3.1. Mitochondria-dependent decrease of ROS in HPV
Early investigations found that the mitochondrial inhibitors rotenone, antimycin A, azide, and cyanide, as well as dinitrophenol, increased vascular pressure under normoxic conditions and subsequently inhibited HPV in isolated blood-perfused rat lungs [49]. Later, Archer, Weir and colleagues demonstrated that hypoxia and the proximal ETC inhibitors, rotenone and antimycin A, decreased lung ROS release (detected by chemiluminescence), whereas distal inhibition with cyanide increased ROS release during normoxia. Under normoxic conditions, rotenone and antimycin A increased pulmonary artery pressure and inhibited HPV, while cyanide increased vascular pressure but did not decrease HPV [50]. These findings are in line with the observation that rotenone and antimycin A mimicked HPV in isolated pulmonary arteries and in PASMCs, and decreased ROS production, concomitant with inhibition of potassium channels in PASMCs [31]. In contrast, these agents had opposing effects in renal tissue. These differences were attributed to a higher basal ROS production in the lung pulmonary arteries, compared to renal arteries, due to the lower respiration rates in lung mitochondria, the reduced complexes I and III content, and a lower membrane potential in pulmonary compared with renal arteries [31]. Higher ROS production has also been observed in patients with complex I deficiency [51], perhaps explaining the high ROS production by mitochondria of PASMCs under normoxic conditions, compared to studies that provide evidence that there is low or no ROS release by intact mitochondria at all [52,53]. Archer and colleagues concluded from these pharmacological interventions that ETC-inhibition proximal to the site of mitochondrial ROS release at complex I or III attenuated the reduction potential of this complex, reduced ROS production, and increased pulmonary arterial pressure. Blockade of the electron mitochondrial respiratory chain distal to complex III had no effect on pulmonary vascular tone [54]. Thus, the decreased ROS release under hypoxic conditions triggers HPV via K+-channels as explained above (Fig. 1A,
a).
3.2. Mitochondria-dependent increase of ROS in HPV
Although a decrease in ROS production during hypoxia could be explained by decreased availability of oxygen, a prerequisite for increased mitochondria-derived ROS during hypoxia indicate an alteration in the properties of the ETC, which could be achieved by hypoxia-induced inhibition of cytochrome c oxidase and electron flow as initially suggested after investigations in hepatocytes [55]. Paul Schumacker's group later provided evidence that increased ROS release from the semiubiquinone binding site in mitochondrial complex III occurs under hypoxia because (1) in isolated rat lungs the proximal ETC-inhibitors rotenone, DPI and myxothiazol inhibited HPV, while the distal inhibitors antimycin A and cyanide did not [43]; (2) proximal inhibitors also attenuated hypoxia-induced contraction and increase in intracellular Ca2+ concentrations ([Ca2+]i) of PASMCs [29]; (3) catalase overexpression inhibited the hypoxia-induced [Ca2+]i increase, as well as the hypoxia-induced increase in ROS [29,43]; and (4) myxothiazol attenuated hypoxia-induced increase in ROS, abolished HPV, and blocked hypoxia-induced [Ca2+]i increase; but (5) antimycin A had no specific effects on the hypoxia-induced responses in isolated lungs or PASMCs [29,43]. In line with these observations, inhibition of the hypoxia-induced elevation in [Ca2+]i by rotenone could be reversed by succinate in isolated pulmonary arteries of the rat [56].

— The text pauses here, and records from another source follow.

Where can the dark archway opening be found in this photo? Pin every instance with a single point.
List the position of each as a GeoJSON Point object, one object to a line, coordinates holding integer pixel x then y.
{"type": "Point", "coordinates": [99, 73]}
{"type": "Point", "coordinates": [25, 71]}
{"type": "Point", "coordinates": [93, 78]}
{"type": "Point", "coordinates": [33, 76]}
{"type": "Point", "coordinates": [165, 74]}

Data from our laboratory obtained in isolated perfused rabbit lungs are consistent with the effect of the proximal electron chain inhibitors (inhibiting HPV without being hypoxia mimics) and the complex III inhibitor 2-heptyl-4-hydroxyquinoline-N-oxide (HQNO) (mimicking HPV), but disagree with respect to the effects of antimycin A, inhibiting HPV without being a hypoxia mimic and cyanide, inhibiting HPV [42,57]. Complex II of the ETC has also been suggested to be a source of ROS release in HPV in a study in murine lung sections [58]. While ROS production under normoxic conditions required complexes I and III in this investigation, ROS generation under hypoxic conditions also required complex II. Inhibition of the reversed enzymatic reaction of the succinate dehydrogenase, i.e., fumarate reductase, by application of succinate, specifically abolished ROS generation under hypoxic, but not normoxic, conditions [58].
While these studies substantially relied on the use of inhibitors, PASMCs that lack a functional ETC were incapable of generating ROS under hypoxic conditions, and lost their response to hypoxia, although they still responded to the thromboxane mimetic U46619 [GenBank] [43,59].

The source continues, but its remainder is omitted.